The cell parameter can be a string (“RNN”, “LSTM”, or “GRU”) indicating a pre-implemented cell. Alternatively, a custom cell can be passed in the form of a tuple containing a flax module that implements the hidden state update rule and the initial value of the hidden state (i.e., the initial carry). The signature of the __call__ function of the cell flax module has to be (carry, state) -> (new_carry, output).

This model can produce real positive or complex valued output. In either case the output is normalized such that

\(\sum_s |RNN(s)|^{1/\kappa}=1\).

Here, \(\kappa\) corresponds to the initialization parameter logProbFactor. Thereby, the RNN can represent both probability distributions and wave functions. Real or complex valued output is chosen through the parameter realValuedOutput.

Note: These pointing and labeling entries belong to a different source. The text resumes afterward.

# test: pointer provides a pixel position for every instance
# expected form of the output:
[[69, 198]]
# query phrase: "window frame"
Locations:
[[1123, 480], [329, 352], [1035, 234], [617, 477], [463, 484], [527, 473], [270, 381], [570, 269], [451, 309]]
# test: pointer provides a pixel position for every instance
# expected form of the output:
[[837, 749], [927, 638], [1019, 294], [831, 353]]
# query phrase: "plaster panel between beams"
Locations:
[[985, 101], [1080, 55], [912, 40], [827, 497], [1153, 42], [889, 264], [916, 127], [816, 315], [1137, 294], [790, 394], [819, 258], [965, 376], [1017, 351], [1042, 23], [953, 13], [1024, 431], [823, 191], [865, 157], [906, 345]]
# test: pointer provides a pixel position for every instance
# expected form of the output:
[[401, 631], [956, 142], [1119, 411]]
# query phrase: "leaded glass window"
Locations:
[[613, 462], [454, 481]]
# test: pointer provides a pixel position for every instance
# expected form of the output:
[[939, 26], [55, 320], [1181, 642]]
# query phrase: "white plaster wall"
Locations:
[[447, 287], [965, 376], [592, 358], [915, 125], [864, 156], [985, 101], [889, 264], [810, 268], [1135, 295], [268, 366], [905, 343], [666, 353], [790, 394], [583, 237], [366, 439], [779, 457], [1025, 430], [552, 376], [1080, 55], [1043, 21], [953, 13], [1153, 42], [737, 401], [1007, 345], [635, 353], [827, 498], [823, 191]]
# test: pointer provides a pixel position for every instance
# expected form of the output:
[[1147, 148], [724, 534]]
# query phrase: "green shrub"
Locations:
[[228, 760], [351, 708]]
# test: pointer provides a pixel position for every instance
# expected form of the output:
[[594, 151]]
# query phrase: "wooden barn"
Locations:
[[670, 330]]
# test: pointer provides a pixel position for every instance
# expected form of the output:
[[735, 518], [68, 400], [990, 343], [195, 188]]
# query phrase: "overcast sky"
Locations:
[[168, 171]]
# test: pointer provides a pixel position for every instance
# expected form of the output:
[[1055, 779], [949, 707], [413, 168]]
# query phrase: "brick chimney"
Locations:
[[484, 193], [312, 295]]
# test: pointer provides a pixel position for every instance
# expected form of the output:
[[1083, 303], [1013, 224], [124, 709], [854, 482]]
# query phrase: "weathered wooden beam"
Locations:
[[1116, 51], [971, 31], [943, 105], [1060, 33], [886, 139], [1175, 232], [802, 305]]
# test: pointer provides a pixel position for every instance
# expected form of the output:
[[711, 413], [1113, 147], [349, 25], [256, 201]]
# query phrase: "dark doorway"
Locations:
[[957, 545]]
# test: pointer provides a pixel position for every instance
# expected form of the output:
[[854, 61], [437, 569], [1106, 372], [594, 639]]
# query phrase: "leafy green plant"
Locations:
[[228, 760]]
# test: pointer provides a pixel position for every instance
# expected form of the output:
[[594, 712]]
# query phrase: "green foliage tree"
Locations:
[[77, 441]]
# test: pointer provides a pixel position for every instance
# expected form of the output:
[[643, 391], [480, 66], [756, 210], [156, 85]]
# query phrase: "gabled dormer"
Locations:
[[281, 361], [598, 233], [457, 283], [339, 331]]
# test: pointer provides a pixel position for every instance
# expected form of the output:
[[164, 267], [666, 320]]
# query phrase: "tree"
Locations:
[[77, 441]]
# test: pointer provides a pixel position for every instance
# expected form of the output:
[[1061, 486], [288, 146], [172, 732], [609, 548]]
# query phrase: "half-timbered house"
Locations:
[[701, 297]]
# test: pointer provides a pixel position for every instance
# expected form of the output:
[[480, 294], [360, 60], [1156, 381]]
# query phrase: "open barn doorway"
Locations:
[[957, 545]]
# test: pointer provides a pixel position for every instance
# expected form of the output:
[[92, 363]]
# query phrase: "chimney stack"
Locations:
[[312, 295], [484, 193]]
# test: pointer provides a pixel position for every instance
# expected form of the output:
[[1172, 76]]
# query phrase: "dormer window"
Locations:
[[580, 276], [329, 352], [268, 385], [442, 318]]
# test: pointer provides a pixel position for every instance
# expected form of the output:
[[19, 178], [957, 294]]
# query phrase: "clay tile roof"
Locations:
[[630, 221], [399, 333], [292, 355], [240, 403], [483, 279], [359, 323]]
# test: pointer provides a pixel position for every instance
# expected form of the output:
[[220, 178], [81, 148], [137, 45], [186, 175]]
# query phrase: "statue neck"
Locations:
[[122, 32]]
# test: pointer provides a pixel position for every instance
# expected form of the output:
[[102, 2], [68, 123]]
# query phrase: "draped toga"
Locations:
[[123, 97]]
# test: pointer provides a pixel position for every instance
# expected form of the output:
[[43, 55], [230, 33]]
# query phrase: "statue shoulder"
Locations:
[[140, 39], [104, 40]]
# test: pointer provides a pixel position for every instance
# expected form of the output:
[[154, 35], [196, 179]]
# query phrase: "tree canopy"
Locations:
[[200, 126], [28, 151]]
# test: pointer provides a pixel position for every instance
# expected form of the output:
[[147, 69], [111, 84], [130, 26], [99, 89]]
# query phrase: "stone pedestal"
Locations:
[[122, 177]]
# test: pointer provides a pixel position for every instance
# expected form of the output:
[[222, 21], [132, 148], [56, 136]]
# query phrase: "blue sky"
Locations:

The RNN allows for autoregressive sampling through the sample member function.

Initialization arguments:
  • L: length of the spin chain

  • hiddenSize: size of the hidden state vector

  • depth: number of RNN-cells in the RNNCellStack

  • inputDim: dimension of the input

  • actFun: non-linear activation function

  • initScale: factor by which the initial parameters are scaled

  • logProbFactor: factor defining how output and associated sample probability are related. 0.5 for pure states and 1 for POVMs.

  • realValuedOutput: Boolean indicating whether the network output is a real or complex number.

  • realValuedParams: Boolean indicating whether the network parameters are real or complex parameters.

  • cell: String (“RNN”, “LSTM”, or “GRU”) or custom definition indicating which type of cell to use for hidden state transformations.